The 16 points in each sampling unit served as spatial replicates for estimating the proportion of points occupied within the sampled sampling units. We used a Bayesian, multi-scale occupancy model (Nichols et al. 2008, Mordecai et al. 2011, Green et al. 2019) to estimate 1) the probability of detecting a species given presence (p), 2) the proportion of points occupied by a species given presence within sampled sampling units (θ, Theta) and 3) the proportion of sampling units occupied by a species (ψ, Psi).

We truncated the data, using only detections <125 m from the sample points, except for Accipitriformes, Anseriformes, Falconiformes, Galliformes, Gruiformes, Pelecaniformes, Podicepidiformes, and Suliformes for which we used the maximum observed distance for each species. Truncating the data allowed us to use bird detections over a consistent plot size and ensured that the points were independent (points were spread 250 m apart), which in turn allowed us to estimate θ (the proportion of points occupied within each sampling unit) (Pavlacky Jr., Blakesley, White, Hanni, & Lukacs, 2012). The interpretation of θ for species for which we used maximum distances changes from occupancy to use because point count buffers overlap, but we chose this approach to provide estimates for a larger number of species.
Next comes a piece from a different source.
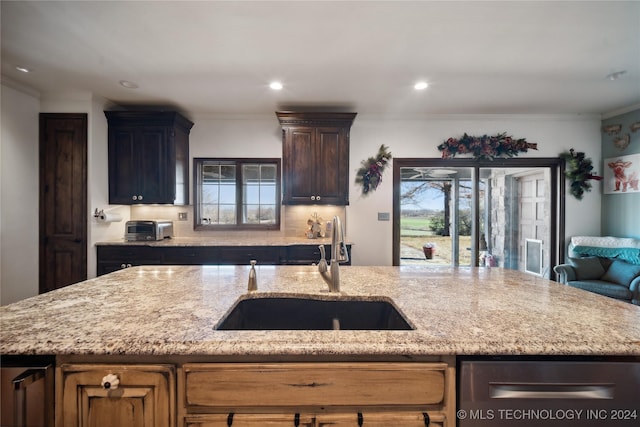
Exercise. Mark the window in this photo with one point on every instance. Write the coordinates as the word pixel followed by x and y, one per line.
pixel 236 194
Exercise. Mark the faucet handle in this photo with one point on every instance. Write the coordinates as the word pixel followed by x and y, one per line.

We expected regional differences in the behavior, habitat use, and local abundance of species would correspond to regional variation in detection and the fraction of occupied points. Therefore, we estimated the proportion of sampling units occupied (ψ) for each stratum by estimating BCR-by-year specific estimates of detection (p) and point-level occupancy (θ). We fixed p and θ to 0 for BCRs in which a particular species was never detected.

We fixed ψ to 0 for all strata in which the species was never detected. As with density, we took an area-weighted mean of stratum-level occupancy estimates (i.e.,ψ) to estimate superstratum-level occupancy probabilities. The true point-level occupancy state was conditional on the grid-cell-level occupancy state (i.e., occupied or unoccupied), such that a point could only be occupied if the grid cell was occupied. Finally, we modeled the observation process conditional on the point being occupied using removal modeling.

Our application of the multi-scale model was analogous to a within-season robust design (Pollock, 1982) where the two-minute intervals at each point were the secondary samples for estimating p and the points were the primary samples for estimating θ (Nichols et al., 2008; Pavlacky Jr. et al., 2012). We considered both p and θ to be nuisance variables that were important for generating unbiased estimates of ψ. θ can be considered an availability parameter or the probability a species was present and available for sampling at the points (Nichols et al., 2008; Pavlacky Jr. et al., 2012).

Automated Analysis

In 2019, we updated our analytical methods to use Bayesian hierarchical models specifically designed for analysis of IMBCR data. We performed all data and output manipulation in R (R Core Team, 2022) and model fitting in JAGS (Plummer 2003, 2017) using the R package jagsUI (Kellner 2018). The R code called the raw data from the IMBCR Structured Query Language (SQL) server database and reformatted the data into a form usable with the JAGS code. We allowed the input of all data collected in a manner consistent with the IMBCR design to increase the number of detections available for estimating global detection rates for population density and site occupancy. The R code provided an automated framework for combining stratum-level estimates of population density and site occupancy at multiple spatial scales, as well as estimating the standard deviations and credible intervals for the combined estimates.

We fit initial models to all species with at least 30 detections for density estimation and 10 detections for occupancy estimation. For density estimation, we fit the full model after determining whether there were enough detections based on results from the detection-only model fits. In some cases for both density and occupancy estimation, it was necessary to use a less parsimonious detection structure or simplified model structure to facilitate model convergence. We currently maintain version control of the automated analysis code in the Bird Conservancy repository on www.github.com.